1.2. Contraintes relatives à la main-d'oeuvre
Partout dans le Gandiolais, la réduction du temps de
jachère a lourdement affecté les sols. Celle-ci se traduit par la
baisse de la teneur en matière organique, la dégradation de la
structure des sols, l'appauvrissement minéral les rendant moins
productifs et plus vulnérables à l'action érosive des
vents. Aspirant à de meilleures conditions de vie, les jeunes, qui
composent l'essentiel de la force active, se dirigent vers les grandes villes.
A cette situation d'exode rural, s'ajoute la division des familles après
le mariage des adultes.
Ainsi, pour compenser leur manque en main-d'oeuvre, les
maraîchers font appel aux saisonniers.
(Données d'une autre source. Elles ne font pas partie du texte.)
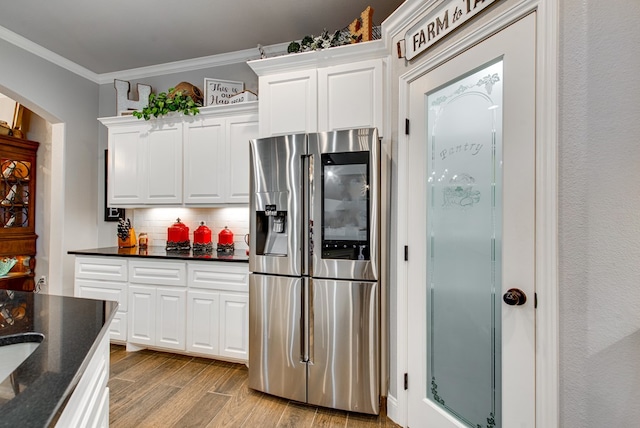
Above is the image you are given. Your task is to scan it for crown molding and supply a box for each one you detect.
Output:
[98,42,289,84]
[0,22,289,85]
[248,39,387,76]
[0,27,99,83]
[382,0,442,41]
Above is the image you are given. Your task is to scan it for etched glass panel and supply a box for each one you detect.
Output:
[425,60,503,428]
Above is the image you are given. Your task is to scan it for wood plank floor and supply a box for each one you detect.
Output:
[109,345,398,428]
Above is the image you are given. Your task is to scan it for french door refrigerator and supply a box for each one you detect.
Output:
[249,128,380,414]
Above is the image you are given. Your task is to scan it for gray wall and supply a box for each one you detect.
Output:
[0,0,640,422]
[0,36,98,294]
[558,0,640,428]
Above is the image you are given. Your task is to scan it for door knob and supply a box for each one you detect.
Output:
[502,288,527,306]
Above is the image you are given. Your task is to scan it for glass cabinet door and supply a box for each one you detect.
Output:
[0,158,33,228]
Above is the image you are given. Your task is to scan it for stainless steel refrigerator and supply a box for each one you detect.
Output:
[249,128,380,414]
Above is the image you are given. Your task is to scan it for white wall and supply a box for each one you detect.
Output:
[0,40,98,295]
[559,0,640,428]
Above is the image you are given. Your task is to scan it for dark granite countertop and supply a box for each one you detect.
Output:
[68,246,249,263]
[0,290,118,427]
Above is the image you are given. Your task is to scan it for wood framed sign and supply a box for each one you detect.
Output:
[398,0,500,60]
[204,78,244,106]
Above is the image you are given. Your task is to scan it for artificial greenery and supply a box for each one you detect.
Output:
[287,30,356,53]
[133,88,201,120]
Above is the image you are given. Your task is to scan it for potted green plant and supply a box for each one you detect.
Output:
[133,88,202,120]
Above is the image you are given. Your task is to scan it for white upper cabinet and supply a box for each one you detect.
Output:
[249,41,388,137]
[318,59,382,133]
[141,118,182,204]
[183,116,226,204]
[99,102,258,207]
[258,69,318,136]
[224,113,258,204]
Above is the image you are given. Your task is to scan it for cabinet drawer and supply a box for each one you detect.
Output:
[109,311,127,342]
[129,261,187,287]
[188,262,249,292]
[75,279,127,311]
[76,257,127,282]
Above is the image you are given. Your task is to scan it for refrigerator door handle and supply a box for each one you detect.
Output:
[302,154,314,276]
[302,278,314,364]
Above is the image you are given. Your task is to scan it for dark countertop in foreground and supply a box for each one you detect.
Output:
[0,290,118,427]
[68,247,249,263]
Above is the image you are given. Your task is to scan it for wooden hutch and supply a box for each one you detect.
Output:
[0,136,39,291]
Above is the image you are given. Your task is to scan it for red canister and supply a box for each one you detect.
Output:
[193,221,213,253]
[218,226,235,253]
[167,218,191,251]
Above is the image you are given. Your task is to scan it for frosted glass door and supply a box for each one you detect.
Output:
[426,61,503,427]
[408,14,536,428]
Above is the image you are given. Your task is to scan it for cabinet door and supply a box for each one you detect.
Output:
[128,285,156,346]
[220,294,249,361]
[155,287,187,351]
[144,122,182,204]
[187,290,220,355]
[258,69,318,137]
[183,116,226,204]
[318,59,383,135]
[107,126,146,207]
[221,114,258,204]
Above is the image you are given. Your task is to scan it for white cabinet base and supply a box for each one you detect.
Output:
[75,256,249,363]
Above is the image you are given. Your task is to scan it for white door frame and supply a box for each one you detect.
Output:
[388,0,559,428]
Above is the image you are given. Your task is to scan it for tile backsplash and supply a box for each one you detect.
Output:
[126,207,249,249]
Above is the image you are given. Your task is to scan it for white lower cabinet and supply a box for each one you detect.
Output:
[187,290,220,356]
[187,262,249,361]
[127,260,187,351]
[220,293,249,360]
[75,256,249,362]
[74,257,128,343]
[56,330,109,428]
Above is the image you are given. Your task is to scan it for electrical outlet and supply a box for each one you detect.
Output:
[36,275,47,292]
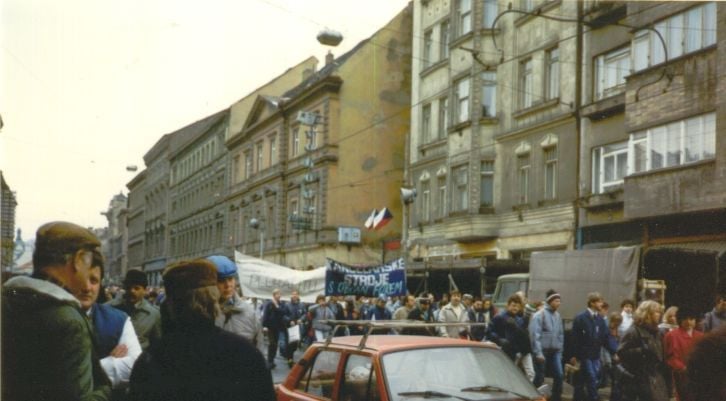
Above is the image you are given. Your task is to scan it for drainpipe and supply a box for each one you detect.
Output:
[574,1,584,249]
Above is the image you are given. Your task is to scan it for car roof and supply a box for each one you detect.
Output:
[316,335,496,353]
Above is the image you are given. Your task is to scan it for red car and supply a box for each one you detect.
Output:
[276,335,545,401]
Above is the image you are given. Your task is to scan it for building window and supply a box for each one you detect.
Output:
[245,150,252,179]
[270,136,277,166]
[479,160,494,207]
[544,146,557,200]
[595,47,630,100]
[423,29,434,68]
[305,126,318,151]
[437,176,446,217]
[452,165,469,212]
[631,113,716,172]
[592,113,716,193]
[439,96,449,139]
[483,0,499,29]
[632,2,716,71]
[419,180,431,221]
[519,59,533,109]
[256,142,265,171]
[454,78,469,123]
[592,141,628,194]
[290,127,300,157]
[545,47,560,100]
[517,153,530,205]
[233,155,240,183]
[421,103,432,143]
[439,21,449,60]
[481,71,497,117]
[457,0,471,36]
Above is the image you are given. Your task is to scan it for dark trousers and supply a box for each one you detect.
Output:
[267,328,280,365]
[573,358,600,401]
[534,351,564,401]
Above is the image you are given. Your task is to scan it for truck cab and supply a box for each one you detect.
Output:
[492,273,529,310]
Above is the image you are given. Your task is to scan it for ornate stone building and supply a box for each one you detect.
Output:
[227,7,412,268]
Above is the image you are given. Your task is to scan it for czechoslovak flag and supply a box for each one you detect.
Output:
[373,207,393,230]
[363,209,378,230]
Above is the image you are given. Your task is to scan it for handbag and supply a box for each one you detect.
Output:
[287,324,300,343]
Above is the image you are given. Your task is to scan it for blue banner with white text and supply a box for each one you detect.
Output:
[325,258,406,297]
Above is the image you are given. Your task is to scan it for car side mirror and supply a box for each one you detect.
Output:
[537,384,552,399]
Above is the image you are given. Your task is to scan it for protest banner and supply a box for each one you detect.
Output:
[325,258,406,297]
[234,251,325,303]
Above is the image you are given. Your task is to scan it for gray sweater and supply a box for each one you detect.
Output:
[529,305,565,357]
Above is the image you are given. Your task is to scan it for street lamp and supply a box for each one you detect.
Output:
[250,217,265,259]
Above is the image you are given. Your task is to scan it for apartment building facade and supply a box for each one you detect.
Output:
[101,193,128,282]
[166,109,229,264]
[126,170,147,269]
[578,2,726,310]
[228,3,412,268]
[0,171,18,272]
[406,0,579,293]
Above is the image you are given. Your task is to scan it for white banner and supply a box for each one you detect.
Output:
[234,251,325,303]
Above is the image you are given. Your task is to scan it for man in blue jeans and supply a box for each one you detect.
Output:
[529,290,565,401]
[570,292,616,401]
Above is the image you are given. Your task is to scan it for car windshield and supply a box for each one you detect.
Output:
[382,347,539,401]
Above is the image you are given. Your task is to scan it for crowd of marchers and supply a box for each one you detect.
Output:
[2,222,726,401]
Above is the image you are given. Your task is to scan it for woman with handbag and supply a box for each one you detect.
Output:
[617,301,670,401]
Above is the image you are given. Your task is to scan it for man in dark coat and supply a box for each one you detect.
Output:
[281,290,308,368]
[487,294,534,381]
[570,292,616,401]
[111,269,161,350]
[129,259,275,401]
[403,298,436,336]
[2,222,111,401]
[262,288,287,369]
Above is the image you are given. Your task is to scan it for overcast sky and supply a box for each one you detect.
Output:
[0,0,408,239]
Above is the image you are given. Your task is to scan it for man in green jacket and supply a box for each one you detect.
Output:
[2,222,111,401]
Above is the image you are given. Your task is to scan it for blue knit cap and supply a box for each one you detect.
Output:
[207,255,237,280]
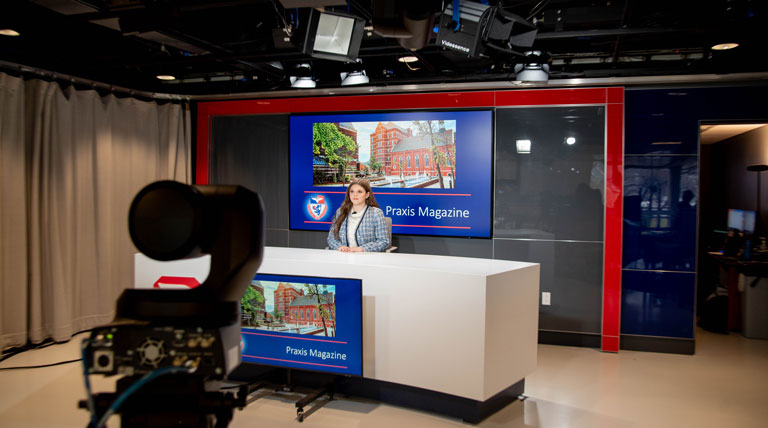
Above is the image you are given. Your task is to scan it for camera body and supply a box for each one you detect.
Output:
[80,181,264,428]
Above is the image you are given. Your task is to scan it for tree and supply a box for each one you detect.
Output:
[312,123,358,181]
[304,284,336,337]
[413,120,446,189]
[240,286,264,325]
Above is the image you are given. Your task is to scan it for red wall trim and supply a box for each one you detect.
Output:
[601,93,624,352]
[195,88,624,352]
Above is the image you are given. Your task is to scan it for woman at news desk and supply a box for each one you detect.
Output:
[328,180,389,253]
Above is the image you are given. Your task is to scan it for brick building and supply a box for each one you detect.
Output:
[389,128,456,177]
[371,122,413,175]
[274,282,304,320]
[286,293,336,328]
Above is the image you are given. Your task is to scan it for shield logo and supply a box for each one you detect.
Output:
[307,195,328,220]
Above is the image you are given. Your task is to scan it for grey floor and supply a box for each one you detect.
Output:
[0,330,768,428]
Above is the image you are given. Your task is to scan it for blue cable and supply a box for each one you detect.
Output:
[80,339,97,427]
[453,0,461,31]
[96,367,189,428]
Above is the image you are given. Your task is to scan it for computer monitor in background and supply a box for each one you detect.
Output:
[728,208,756,234]
[241,273,363,376]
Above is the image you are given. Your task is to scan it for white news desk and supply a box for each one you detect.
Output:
[136,247,539,402]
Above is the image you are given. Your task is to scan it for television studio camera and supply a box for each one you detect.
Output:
[80,181,264,428]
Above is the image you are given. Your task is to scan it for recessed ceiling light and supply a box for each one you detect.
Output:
[712,43,739,51]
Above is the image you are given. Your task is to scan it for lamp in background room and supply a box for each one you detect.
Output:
[289,63,317,89]
[747,165,768,236]
[297,9,365,61]
[341,58,369,86]
[515,51,549,83]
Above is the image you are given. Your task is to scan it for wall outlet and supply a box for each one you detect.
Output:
[541,291,551,306]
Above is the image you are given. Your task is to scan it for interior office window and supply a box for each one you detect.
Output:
[494,106,606,242]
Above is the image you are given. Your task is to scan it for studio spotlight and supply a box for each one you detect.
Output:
[289,64,317,89]
[298,9,365,61]
[341,58,368,86]
[515,51,549,83]
[437,1,538,57]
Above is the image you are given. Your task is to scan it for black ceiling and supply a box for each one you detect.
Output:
[0,0,768,95]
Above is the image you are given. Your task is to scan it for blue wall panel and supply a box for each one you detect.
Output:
[621,270,696,338]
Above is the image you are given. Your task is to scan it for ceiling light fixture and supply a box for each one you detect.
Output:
[712,43,739,51]
[515,51,549,82]
[341,70,369,86]
[397,55,419,64]
[289,63,317,89]
[515,140,531,155]
[300,9,365,61]
[341,58,369,86]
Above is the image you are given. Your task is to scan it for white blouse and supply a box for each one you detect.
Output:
[347,205,368,247]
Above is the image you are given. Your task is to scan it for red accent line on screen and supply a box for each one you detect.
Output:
[304,190,472,196]
[243,354,349,369]
[392,224,472,229]
[242,331,347,345]
[375,190,472,196]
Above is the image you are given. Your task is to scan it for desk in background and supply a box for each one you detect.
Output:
[135,247,539,421]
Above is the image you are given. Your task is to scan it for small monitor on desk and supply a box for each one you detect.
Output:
[728,209,755,234]
[240,273,363,376]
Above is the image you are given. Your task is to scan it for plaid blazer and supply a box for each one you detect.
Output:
[328,206,389,251]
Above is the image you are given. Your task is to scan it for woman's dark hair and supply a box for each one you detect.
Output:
[333,178,379,239]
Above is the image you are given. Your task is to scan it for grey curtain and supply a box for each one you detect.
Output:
[0,73,192,348]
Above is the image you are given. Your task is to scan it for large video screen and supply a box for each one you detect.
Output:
[240,274,363,376]
[290,110,493,237]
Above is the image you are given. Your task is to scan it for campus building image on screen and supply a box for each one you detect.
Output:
[290,110,493,237]
[240,274,362,376]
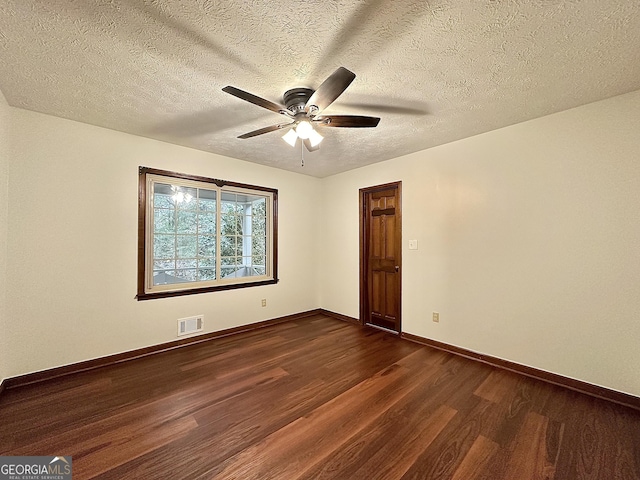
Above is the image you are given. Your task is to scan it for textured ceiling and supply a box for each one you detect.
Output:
[0,0,640,177]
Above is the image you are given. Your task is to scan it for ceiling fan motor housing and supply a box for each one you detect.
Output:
[283,88,314,115]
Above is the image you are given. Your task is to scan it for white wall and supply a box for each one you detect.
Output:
[320,91,640,395]
[2,109,320,376]
[0,92,11,382]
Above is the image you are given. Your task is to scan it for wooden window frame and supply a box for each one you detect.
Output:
[136,167,278,300]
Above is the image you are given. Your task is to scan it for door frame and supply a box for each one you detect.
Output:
[359,181,402,335]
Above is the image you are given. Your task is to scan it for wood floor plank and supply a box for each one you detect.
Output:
[0,314,640,480]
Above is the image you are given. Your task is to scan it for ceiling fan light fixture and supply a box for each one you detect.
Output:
[282,128,298,147]
[309,129,324,147]
[296,120,314,140]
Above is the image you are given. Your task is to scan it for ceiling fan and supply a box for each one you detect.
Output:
[222,67,380,152]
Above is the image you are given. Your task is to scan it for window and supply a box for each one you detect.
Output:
[137,167,278,300]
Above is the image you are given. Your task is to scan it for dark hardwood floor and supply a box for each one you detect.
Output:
[0,315,640,480]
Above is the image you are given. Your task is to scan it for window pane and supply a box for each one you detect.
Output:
[176,259,198,269]
[138,167,277,299]
[220,236,236,257]
[251,197,267,217]
[251,236,267,255]
[153,235,176,258]
[198,212,216,234]
[251,215,267,236]
[176,235,198,258]
[198,197,216,213]
[177,210,198,233]
[171,186,198,210]
[198,257,216,268]
[153,208,175,233]
[171,269,198,283]
[198,267,216,281]
[198,235,216,257]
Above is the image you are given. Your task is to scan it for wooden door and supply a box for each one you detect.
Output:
[360,182,402,333]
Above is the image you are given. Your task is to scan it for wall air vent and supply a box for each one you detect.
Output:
[178,315,204,336]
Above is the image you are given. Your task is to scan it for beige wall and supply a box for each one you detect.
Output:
[3,109,320,376]
[320,91,640,395]
[0,92,11,382]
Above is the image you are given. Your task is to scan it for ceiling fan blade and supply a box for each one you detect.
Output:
[238,122,295,138]
[222,85,286,114]
[314,115,380,128]
[304,67,356,115]
[302,138,320,152]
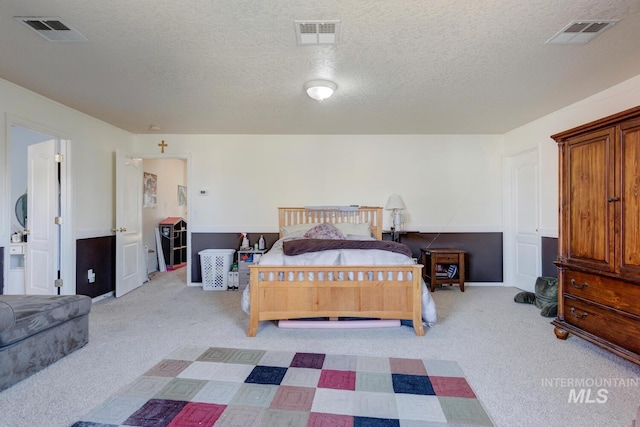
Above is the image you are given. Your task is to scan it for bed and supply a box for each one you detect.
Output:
[243,207,435,337]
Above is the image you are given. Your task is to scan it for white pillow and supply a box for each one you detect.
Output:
[333,222,371,237]
[280,223,318,237]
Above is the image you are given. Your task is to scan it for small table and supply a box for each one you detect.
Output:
[420,248,465,292]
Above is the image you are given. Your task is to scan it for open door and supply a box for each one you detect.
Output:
[508,150,541,292]
[113,150,146,297]
[25,139,60,295]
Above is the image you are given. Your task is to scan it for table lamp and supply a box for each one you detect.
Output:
[384,194,405,231]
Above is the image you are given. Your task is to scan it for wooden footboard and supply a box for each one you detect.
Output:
[247,264,424,337]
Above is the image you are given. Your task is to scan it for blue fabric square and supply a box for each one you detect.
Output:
[244,366,287,385]
[391,374,436,396]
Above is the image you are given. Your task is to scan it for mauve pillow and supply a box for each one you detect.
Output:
[304,223,344,240]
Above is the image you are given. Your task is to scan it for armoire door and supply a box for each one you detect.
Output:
[561,127,616,272]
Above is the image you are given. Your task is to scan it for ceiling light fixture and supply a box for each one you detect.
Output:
[304,80,338,102]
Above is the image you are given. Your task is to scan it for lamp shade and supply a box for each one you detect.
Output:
[384,194,405,211]
[304,80,338,102]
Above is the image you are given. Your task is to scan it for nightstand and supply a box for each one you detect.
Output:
[420,248,465,292]
[238,249,267,289]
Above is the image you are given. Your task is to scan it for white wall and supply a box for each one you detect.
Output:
[0,79,133,242]
[503,75,640,237]
[135,135,502,232]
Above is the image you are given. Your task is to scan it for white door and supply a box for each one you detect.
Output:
[113,150,145,297]
[25,139,59,295]
[506,150,541,292]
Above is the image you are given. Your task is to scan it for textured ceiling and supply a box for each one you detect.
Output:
[0,0,640,134]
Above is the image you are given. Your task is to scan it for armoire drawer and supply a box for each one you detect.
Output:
[564,270,640,316]
[564,297,640,354]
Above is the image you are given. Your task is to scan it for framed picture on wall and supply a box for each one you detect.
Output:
[178,185,187,206]
[142,172,158,208]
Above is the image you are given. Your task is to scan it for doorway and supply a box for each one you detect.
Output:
[3,117,75,295]
[141,156,189,276]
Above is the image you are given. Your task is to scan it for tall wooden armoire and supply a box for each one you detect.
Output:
[158,217,187,270]
[552,107,640,364]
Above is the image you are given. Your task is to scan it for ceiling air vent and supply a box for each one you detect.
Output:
[294,21,340,45]
[14,16,89,42]
[545,19,618,44]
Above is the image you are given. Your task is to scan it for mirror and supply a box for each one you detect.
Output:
[16,193,27,228]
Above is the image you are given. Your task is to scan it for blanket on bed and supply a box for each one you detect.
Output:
[282,239,413,258]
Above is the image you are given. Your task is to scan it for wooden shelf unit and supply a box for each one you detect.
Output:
[158,217,187,270]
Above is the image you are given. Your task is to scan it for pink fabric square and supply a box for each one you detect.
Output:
[318,369,356,390]
[167,402,227,427]
[307,412,353,427]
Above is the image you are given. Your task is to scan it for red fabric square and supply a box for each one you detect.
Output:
[429,376,476,399]
[307,412,353,427]
[318,369,356,390]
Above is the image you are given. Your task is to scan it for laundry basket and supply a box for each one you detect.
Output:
[198,249,235,291]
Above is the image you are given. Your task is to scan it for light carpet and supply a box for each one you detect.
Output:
[74,347,493,427]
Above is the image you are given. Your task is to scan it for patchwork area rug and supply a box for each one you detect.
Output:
[73,347,493,427]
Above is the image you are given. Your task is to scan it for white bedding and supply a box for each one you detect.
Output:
[242,233,436,326]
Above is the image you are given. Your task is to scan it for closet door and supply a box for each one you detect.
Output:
[615,119,640,279]
[561,127,616,272]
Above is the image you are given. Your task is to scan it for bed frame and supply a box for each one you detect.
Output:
[247,207,424,337]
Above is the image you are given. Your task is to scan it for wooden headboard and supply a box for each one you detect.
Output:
[278,206,382,240]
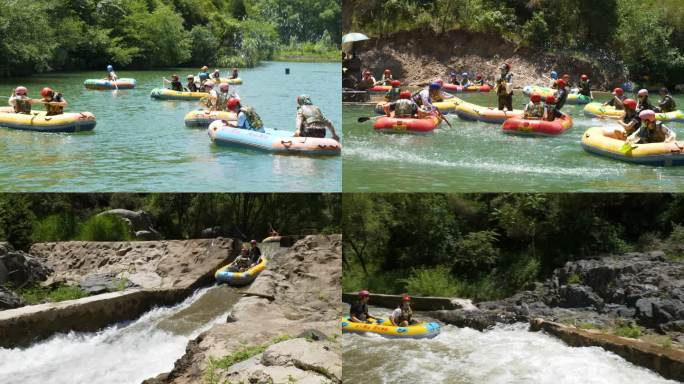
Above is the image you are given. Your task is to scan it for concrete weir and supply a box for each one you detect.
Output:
[0,238,240,348]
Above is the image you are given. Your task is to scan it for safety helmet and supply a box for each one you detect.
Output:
[227,97,240,110]
[622,99,637,110]
[639,109,655,121]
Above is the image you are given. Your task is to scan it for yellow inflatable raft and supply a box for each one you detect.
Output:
[340,316,441,339]
[221,77,242,85]
[214,257,267,285]
[584,103,684,122]
[0,107,96,132]
[185,109,237,128]
[582,127,684,166]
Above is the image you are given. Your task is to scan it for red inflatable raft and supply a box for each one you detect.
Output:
[373,115,442,134]
[501,114,572,136]
[442,83,492,93]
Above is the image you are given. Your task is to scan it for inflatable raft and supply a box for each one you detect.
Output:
[0,107,96,132]
[442,83,492,93]
[185,109,237,128]
[83,78,135,90]
[214,257,267,285]
[582,127,684,166]
[340,316,441,339]
[584,103,684,122]
[219,77,242,85]
[150,88,204,101]
[207,120,342,156]
[523,85,592,104]
[454,98,523,124]
[373,114,442,134]
[501,114,572,136]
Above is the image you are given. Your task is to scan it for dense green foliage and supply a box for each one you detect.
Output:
[344,0,684,84]
[342,194,684,299]
[0,0,340,76]
[0,194,340,249]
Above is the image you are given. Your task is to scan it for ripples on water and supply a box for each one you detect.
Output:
[342,324,675,384]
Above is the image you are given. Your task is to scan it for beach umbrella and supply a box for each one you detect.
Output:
[342,32,370,44]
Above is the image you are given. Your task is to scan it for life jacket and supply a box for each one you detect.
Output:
[45,93,64,116]
[394,99,415,117]
[525,101,544,118]
[394,305,413,324]
[14,98,31,115]
[240,106,264,130]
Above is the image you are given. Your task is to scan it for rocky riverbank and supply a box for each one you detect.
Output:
[357,29,625,89]
[145,235,342,384]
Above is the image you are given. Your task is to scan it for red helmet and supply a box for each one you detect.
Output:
[639,109,655,121]
[226,97,240,111]
[622,99,637,110]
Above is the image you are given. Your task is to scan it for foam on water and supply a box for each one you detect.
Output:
[342,324,675,384]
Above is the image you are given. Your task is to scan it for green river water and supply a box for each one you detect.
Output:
[0,62,342,192]
[343,90,684,192]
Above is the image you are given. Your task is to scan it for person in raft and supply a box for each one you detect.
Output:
[197,65,209,87]
[249,240,261,266]
[228,248,250,272]
[656,87,677,113]
[523,92,544,120]
[627,109,677,144]
[185,75,199,92]
[385,80,401,101]
[349,290,377,324]
[383,91,418,118]
[105,65,119,81]
[603,88,626,111]
[9,85,34,115]
[40,87,67,116]
[294,95,340,141]
[495,63,513,111]
[390,295,418,327]
[615,99,641,140]
[553,79,568,112]
[544,95,563,121]
[637,89,655,113]
[227,97,266,133]
[164,74,183,92]
[375,69,394,85]
[431,79,455,103]
[578,75,594,99]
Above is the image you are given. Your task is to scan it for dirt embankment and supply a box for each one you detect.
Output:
[357,30,625,89]
[145,235,342,384]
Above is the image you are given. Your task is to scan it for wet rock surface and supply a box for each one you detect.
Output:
[145,235,342,384]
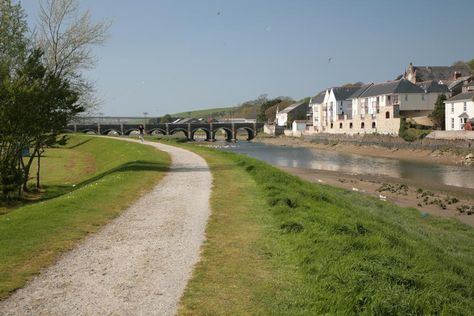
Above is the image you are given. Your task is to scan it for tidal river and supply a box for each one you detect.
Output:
[219,142,474,189]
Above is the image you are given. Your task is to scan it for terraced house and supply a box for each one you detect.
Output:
[310,79,449,135]
[445,90,474,131]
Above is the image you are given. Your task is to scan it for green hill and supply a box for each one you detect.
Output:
[171,106,239,118]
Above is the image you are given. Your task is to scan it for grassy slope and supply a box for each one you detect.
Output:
[180,148,474,315]
[171,107,238,118]
[0,135,169,298]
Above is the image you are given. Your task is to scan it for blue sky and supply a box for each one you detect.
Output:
[22,0,474,116]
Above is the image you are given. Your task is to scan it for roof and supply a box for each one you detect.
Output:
[349,83,374,99]
[309,90,326,104]
[278,102,304,113]
[359,79,425,98]
[413,64,471,81]
[416,80,449,93]
[332,86,361,100]
[445,91,474,102]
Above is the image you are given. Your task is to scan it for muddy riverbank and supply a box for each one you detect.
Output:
[253,136,474,165]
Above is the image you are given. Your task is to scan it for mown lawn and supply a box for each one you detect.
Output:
[0,135,170,298]
[179,147,474,315]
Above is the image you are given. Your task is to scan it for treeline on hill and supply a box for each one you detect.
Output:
[161,94,309,124]
[0,0,107,201]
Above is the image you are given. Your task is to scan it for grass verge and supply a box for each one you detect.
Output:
[179,147,474,315]
[0,135,169,298]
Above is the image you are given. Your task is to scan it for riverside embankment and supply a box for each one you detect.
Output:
[228,138,474,225]
[179,146,474,315]
[254,134,474,164]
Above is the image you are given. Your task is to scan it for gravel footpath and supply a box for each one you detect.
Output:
[0,142,212,315]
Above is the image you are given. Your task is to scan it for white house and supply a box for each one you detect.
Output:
[291,120,306,134]
[310,87,360,133]
[352,79,449,117]
[308,90,327,132]
[276,102,306,126]
[445,91,474,131]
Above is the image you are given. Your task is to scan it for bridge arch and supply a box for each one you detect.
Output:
[80,128,97,134]
[170,127,189,139]
[151,128,166,135]
[100,128,122,135]
[235,127,255,140]
[191,127,212,141]
[212,127,234,141]
[123,128,140,136]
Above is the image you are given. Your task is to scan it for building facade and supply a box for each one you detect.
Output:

C'est une main-d'oeuvre allochtone
non qualifiée. Malgré la prépondérance
remarquée des temporaires dans le Gandiolais, ces sourgha
commencent ces derniers temps à orienter de plus en plus leur
séjour vers d'autres secteurs maraîchers dont les conditions
d'emploi (la prise en charge et le système de partage) seront beaucoup
plus favorables. Parmi les zones ciblées, il y a le secteur de Potou,
Bango, Rao, Sakal et le lac de Guiers. Quelques raisons qui pourraient
expliquer ce choix de destination ont été avancées par les
sourgha rencontrés à Mouit, Dégou Niayes,
Mboumbaye et Lahlar. Selon ces sourgha, dans les secteurs de Potou et
de Sakal, par exemple, les conditions de vie sont meilleures qu'à
Gandiol. Dans ces secteurs, en dehors des engagements préalables (le
partage et la prise en charge), le repas est mieux servi qualitativement et
quantitativement. Le sourgha bénéficie également
d'un hébergement chez son associé. Alors qu'à Gandiol,
l'hébergement chez l'employeur n'est pas partout assuré (cf.
photos 14 et 15).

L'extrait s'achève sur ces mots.